Gases inside giant planets like Jupiter and Saturn DON’T react with each other: Microscopic experiments with lasers reveal hydrogen and helium molecules don’t bond under pressure
- Tiny mixtures of hydrogen and helium were put under enormous pressure
- A laser beam was then shone on to the pressurised mixture of gases
- This created distinct light patterns that revealed the structure of the molecules
- Experts found they were very unreactive with no chemical bonds formed
A window into how gases behave inside the atmosphere giant planets like Jupiter and Saturn has been opened thanks to experiments on a microscopic scale
Experts used advanced laboratory techniques to reveal how hydrogen and helium behave under the extreme pressures found inside such planets.
Pressures inside Jupiter and Saturn’s atmospheres can be more than two and a half million times higher than Earth’s, experts said.
Now researchers have found that the gases do not react with each other within this environment, contradicting previous studies.
Experiments on a microscopic scale have helped scientists shed new light on the chemical make-up of the solar system’s largest planets.
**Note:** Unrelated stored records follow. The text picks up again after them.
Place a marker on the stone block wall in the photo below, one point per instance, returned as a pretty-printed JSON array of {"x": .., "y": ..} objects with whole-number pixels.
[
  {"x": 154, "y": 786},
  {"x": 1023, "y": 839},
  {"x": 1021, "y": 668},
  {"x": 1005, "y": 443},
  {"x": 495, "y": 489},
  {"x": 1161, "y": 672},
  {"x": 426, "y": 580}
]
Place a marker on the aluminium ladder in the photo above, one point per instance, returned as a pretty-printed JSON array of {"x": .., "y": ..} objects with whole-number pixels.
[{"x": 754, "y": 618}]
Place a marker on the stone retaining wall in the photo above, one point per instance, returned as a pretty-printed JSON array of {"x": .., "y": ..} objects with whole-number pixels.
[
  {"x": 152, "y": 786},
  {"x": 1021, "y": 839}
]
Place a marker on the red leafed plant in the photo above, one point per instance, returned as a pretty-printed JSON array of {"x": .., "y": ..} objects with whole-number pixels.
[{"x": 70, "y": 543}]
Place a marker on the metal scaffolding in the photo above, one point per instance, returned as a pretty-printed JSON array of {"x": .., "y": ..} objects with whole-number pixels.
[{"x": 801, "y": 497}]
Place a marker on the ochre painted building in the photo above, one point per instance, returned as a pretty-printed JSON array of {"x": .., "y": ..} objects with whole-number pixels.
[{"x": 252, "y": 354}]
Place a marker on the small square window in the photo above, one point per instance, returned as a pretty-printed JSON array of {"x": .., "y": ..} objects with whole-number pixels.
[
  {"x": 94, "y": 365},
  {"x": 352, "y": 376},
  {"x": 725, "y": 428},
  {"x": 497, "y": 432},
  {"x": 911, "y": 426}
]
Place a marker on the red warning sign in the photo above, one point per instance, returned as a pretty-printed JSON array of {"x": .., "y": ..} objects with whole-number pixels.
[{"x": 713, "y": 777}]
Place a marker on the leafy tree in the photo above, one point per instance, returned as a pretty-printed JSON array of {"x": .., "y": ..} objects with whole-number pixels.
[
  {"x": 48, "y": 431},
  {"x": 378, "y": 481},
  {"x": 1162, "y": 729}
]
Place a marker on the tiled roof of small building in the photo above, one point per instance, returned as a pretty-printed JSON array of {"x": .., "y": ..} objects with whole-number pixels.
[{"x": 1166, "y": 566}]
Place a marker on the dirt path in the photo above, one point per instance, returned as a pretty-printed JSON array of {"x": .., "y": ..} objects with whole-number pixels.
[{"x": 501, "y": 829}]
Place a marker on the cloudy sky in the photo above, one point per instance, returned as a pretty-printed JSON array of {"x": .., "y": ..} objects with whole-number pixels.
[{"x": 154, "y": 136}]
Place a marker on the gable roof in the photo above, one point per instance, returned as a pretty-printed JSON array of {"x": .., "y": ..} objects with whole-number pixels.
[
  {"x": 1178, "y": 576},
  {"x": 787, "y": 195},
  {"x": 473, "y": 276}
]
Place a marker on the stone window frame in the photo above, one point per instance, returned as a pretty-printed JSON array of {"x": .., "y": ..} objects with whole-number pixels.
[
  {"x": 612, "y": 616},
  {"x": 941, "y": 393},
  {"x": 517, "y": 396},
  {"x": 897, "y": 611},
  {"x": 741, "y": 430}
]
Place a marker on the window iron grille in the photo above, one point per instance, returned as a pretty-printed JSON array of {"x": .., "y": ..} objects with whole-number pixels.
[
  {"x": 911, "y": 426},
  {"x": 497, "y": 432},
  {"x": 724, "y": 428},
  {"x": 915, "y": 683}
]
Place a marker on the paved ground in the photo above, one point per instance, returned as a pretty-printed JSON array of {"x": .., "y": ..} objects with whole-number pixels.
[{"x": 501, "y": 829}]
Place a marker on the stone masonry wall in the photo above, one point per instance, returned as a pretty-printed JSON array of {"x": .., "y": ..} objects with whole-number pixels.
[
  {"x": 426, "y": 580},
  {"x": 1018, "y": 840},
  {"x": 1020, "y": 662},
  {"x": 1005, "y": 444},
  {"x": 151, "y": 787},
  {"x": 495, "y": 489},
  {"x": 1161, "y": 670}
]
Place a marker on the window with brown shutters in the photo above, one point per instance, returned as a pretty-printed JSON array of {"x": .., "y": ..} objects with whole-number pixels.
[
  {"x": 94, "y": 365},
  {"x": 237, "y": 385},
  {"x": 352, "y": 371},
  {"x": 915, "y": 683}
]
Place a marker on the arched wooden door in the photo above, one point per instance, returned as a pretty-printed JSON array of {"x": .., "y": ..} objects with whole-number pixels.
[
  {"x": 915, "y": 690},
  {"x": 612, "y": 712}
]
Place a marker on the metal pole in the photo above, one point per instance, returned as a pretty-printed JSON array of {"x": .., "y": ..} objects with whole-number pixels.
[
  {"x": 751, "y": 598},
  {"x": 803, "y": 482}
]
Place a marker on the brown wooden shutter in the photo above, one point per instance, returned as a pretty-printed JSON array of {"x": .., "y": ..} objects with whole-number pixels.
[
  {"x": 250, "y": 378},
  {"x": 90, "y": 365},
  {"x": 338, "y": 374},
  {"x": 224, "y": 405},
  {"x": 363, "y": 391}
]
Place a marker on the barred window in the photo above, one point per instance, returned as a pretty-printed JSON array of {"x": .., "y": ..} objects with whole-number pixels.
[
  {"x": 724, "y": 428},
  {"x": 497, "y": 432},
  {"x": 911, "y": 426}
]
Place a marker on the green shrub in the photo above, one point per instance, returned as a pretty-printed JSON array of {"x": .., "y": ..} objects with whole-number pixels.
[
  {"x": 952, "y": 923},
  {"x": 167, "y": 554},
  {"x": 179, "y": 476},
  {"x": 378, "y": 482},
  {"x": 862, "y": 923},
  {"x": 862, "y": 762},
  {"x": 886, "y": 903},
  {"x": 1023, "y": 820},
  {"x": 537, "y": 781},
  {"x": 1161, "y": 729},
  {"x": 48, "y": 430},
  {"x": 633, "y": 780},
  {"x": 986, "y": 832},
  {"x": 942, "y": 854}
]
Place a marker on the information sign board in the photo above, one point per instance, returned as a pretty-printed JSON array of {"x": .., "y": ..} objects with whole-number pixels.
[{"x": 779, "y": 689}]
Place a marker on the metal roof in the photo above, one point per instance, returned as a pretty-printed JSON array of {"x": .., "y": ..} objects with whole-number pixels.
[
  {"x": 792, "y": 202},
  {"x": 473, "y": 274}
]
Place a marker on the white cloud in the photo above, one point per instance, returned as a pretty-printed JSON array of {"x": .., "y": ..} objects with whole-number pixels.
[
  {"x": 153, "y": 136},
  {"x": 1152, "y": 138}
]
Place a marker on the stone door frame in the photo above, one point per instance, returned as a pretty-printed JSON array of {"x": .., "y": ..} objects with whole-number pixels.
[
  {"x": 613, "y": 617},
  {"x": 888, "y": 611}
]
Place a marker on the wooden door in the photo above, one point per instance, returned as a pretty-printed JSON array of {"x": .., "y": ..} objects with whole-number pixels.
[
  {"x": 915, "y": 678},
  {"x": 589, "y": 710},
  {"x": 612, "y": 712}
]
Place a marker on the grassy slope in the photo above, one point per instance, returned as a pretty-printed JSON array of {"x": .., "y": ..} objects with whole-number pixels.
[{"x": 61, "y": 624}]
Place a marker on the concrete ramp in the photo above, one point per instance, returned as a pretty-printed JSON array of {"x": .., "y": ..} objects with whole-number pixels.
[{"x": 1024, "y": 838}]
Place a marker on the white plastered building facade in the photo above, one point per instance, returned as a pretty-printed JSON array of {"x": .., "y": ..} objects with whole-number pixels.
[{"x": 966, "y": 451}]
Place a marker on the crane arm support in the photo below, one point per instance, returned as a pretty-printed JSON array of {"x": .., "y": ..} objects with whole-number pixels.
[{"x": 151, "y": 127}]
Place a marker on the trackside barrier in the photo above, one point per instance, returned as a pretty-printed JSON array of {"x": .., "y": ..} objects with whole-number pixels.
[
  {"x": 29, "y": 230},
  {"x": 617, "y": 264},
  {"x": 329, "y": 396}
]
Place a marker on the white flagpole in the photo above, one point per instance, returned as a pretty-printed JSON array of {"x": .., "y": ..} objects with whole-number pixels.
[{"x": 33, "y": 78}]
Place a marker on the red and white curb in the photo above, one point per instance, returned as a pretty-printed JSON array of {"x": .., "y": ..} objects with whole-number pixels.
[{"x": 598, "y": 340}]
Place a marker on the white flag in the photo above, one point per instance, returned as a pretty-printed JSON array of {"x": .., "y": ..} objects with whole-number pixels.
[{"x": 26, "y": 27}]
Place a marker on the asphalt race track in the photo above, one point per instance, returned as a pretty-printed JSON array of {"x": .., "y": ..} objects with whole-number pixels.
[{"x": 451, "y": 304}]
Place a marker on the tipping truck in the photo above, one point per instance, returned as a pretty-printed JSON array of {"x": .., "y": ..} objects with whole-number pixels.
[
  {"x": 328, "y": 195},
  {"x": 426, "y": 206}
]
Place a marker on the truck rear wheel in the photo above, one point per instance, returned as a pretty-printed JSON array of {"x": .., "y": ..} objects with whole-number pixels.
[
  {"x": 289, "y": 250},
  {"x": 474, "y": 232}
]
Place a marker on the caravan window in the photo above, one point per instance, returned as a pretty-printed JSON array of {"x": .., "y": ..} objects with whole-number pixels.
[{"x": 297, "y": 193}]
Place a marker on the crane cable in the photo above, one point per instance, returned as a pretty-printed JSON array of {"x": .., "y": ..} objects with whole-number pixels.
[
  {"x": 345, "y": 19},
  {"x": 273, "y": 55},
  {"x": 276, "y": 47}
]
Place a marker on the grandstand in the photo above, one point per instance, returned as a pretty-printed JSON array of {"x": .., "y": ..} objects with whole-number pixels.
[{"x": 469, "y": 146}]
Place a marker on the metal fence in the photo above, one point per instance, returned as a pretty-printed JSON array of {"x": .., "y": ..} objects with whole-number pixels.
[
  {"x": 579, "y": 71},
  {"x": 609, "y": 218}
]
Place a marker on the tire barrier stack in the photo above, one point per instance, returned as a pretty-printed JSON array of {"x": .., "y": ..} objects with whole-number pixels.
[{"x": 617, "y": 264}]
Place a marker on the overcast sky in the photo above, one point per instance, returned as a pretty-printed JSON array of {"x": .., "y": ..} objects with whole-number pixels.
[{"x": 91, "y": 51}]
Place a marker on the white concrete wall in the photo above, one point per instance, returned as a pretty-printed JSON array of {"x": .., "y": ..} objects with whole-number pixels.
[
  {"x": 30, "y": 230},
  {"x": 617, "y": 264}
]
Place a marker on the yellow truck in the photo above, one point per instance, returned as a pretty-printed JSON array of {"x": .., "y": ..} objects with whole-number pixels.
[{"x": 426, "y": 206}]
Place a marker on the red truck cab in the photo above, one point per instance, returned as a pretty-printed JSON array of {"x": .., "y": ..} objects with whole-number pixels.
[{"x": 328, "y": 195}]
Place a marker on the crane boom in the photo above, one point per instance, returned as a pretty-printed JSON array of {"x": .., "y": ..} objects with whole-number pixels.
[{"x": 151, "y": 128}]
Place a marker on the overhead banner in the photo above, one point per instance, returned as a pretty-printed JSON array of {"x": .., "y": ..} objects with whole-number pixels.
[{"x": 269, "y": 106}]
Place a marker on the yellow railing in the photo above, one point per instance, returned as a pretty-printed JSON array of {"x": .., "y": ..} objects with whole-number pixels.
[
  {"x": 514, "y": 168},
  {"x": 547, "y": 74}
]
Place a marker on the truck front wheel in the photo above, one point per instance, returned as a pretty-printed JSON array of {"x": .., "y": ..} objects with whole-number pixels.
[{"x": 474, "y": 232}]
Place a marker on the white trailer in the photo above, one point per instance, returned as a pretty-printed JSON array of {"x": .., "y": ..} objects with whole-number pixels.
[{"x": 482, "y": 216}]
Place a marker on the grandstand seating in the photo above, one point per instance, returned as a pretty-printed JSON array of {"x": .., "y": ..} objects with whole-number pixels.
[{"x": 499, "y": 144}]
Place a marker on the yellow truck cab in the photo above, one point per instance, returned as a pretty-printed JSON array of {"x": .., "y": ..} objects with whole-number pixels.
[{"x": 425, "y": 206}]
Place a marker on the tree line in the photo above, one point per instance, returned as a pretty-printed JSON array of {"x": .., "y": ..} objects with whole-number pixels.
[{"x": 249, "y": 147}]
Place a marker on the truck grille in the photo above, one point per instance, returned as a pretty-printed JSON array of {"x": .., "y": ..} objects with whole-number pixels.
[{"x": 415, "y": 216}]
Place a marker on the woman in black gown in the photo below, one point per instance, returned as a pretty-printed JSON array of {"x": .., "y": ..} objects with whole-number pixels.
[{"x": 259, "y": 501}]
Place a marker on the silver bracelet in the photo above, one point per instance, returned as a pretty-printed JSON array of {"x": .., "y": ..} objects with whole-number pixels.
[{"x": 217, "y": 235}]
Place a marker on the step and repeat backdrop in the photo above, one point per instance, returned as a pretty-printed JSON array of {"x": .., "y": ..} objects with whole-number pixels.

This image of Jupiter was taken by the Hubble Space Telescope
The team from the University of Edinburgh team made the discovery by inserting tiny mixtures of hydrogen and helium into a device, known as a diamond anvil cell, used to create very high pressures.
A laser beam was then shone on to the high-pressure mixtures, creating distinct patterns of scattered light that reveal the structure of the molecules in each sample.
Using this technique, known as Raman spectroscopy, the experts found that hydrogen and helium are very unreactive, with no chemical bonds formed between them even under immense pressure.
The discovery was made by inserting tiny mixtures of hydrogen and helium into a device, known as a diamond anvil cell, used to create very high pressures. A laser beam was then shone on to the high-pressure mixtures, creating distinct patterns of scattered light that reveal the structure of the molecules in each sample (stock image)
Dr Robin Turnbull, of the university’s School of Physics and Astronomy, who led the study, said: ‘We hope that these results will prompt further investigations into the behaviours of elemental gas mixtures under extreme conditions.
‘It’s important to remain critical of your own work and of the work of others.’
The study, published in the journal Physical Review Letters, also involved researchers at the Centre for High Pressure Science and Technology Advanced Research in China and the Carnegie Institution for Science in the US.
It was funded by the Engineering and Physical Sciences Research Council and the European Research Council.
WHAT CAUSES JUPITER’S CHARACTERISTIC BANDS?
Experts have studied recent evidence gathered from Nasa’s Juno spacecraft to reveal the reason why gases form bands on Jupiter.
Clouds of ammonia at Jupiter’s outer atmosphere are carried along by jet streams to form Jupiter’s regimented coloured bands.
Jupiter’s jet streams reach as deep as 1,800 miles (3,000 km) below Jupiter’s clouds, which are shades of white, red, orange, brown and yellow.
The gas in the interior of Jupiter is magnetised, which researchers believe explains why the jet streams go as deep as they do but don’t go any deeper.
There are also no continents and mountains below Jupiter’s atmosphere to obstruct the path of the jet stream.
This makes the jet streams on Jupiter simpler than those on Earth and cause less turbulence in it’s upper atmosphere.